Dialogues

TV Ratings

       We’ve been arguing about this issue at least since I persuaded you and Mom to let me watch Laugh-In on a school night, and I’ll admit that our views are closer now than they were then. If you think the ratings glass is half full and I think it is half empty, it is probably because you are not raising school-age children right now, and I am. But let me tell you why I think we need more right now, and “a step in the right direction” is just not good enough.
       We’ve now had nearly a month of seeing the TV ratings in action and trying to apply them. And, as I feared, assigning an appropriate viewing age to TV shows, determined by the people who make and broadcast them, is useless without some information about content. Where do these determinations come from? A recent episode of Friends got a PG rating, considered suitable for all but the youngest children. The show’s situation (and its comedy) came from one character’s not being able to remember which of his roommate’s seven sisters had sex with him the night before. In one scene, the roommate brags about having sex with two women at the same time. I can’t be the only parent who is uncomfortable allowing my children (ages 11 and 13) to see the way sexual values are portrayed on this show. An adult, with context and experience, may appreciate Friends, which is unarguably funny, and even charming and endearing. But kids are looking for mores and answers and, most of all, coolness–and they don’t have the ability to put it in perspective. I would like to know why this show is rated PG, and what it would take to make it something more restrictive.
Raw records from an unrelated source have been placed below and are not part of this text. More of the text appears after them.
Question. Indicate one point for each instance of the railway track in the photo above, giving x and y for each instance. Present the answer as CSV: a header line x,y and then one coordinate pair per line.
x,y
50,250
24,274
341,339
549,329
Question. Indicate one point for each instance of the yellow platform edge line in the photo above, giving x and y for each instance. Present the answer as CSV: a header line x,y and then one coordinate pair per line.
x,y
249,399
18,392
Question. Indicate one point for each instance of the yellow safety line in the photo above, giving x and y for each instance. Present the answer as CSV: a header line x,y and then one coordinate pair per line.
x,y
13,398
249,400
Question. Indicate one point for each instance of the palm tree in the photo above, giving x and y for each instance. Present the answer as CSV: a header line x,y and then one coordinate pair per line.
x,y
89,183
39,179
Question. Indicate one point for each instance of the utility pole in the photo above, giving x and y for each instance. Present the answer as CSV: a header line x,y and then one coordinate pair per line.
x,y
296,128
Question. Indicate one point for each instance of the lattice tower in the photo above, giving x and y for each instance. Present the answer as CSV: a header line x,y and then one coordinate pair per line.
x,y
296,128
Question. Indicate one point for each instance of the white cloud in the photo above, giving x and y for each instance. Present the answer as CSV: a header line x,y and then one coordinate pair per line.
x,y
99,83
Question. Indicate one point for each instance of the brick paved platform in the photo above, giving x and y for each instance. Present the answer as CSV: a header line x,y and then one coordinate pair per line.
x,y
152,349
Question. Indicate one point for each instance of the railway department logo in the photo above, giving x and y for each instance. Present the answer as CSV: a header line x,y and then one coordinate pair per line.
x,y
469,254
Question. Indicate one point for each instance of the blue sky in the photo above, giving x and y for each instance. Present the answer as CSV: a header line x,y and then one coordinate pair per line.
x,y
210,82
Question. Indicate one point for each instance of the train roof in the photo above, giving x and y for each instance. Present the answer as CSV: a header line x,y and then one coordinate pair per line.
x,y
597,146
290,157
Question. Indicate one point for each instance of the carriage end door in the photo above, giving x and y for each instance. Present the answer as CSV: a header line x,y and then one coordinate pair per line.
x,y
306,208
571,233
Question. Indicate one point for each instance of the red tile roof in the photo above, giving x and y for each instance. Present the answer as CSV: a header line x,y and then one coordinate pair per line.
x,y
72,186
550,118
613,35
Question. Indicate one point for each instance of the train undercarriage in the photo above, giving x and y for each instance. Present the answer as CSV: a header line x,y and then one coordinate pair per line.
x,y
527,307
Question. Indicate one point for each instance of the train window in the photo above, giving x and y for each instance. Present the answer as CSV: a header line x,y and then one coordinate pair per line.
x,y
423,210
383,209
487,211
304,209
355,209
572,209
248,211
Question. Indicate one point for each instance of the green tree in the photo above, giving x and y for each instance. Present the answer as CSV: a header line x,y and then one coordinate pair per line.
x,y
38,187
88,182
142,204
       The movie ratings have been around since right around the time we argued about Laugh-In so, even though I accept your argument that it is harder to rate television, I think some of what we have learned from the movie-rating experience can be instructive. Any rating system is inherently limited and formulaic. While the movie ratings are useful, especially since the Motion Picture Association of America has begun to provide the reasons for the ratings, they still tend to be based more on whether specific body parts, words, or levels of violence and destruction are depicted–and in how much detail–and less on content.
       A well-known example is Fly Away Home, released last summer. The director was told to insert a four-letter word to get a PG rating, because the distributor said that school-age kids won’t go to G-rated films, except for Disney animation. So the word was added, as unobtrusively as possible, said off-camera by one of the bad guys. In addition to the obvious and time-honored problem of the use of expletives as marketing devices (Mom was right–people do use those words just to get attention), there is also the question of why the opening scene, in which the main character’s mother is killed in an auto accident, was not enough to get a PG rating. Maybe I’m just quirky, but if I had been on the ratings board, I might have given it a PG because of the scene where the girl gets a nose ring.
       Unfortunately, content-based ratings are not just harder than evaluating how much of a bare behind gets a PG-13, they are more sensitive, more subject to criticism. Look at Disney’s big 1996 animated release, The Hunchback of Notre Dame. It got the equivalent of a PG in Canada, due to the bad guy’s almost kinky obsession with the heroine. It might have had a PG in the United States if it had been made by anyone other than Disney; but more likely, the studio is less of an obstacle than the subjectivity inherent in a content-based approach. For me, all of this argues for more comprehensive, and comprehensible, disclosure of issues raised, as well as body parts and naughty words. For a glimpse at the ultimate example of a complete dissection of every possible issue that might concern every possible parent, take a look at Screen It, which shows that it can be done.
       You say that other groups will step into the breach and provide ratings that reflect a range of perspectives. The networks say that they will challenge any effort to make them go further. What is going to make them take the next step? And how can the government become involved, without being hit by arguments about the First Amendment?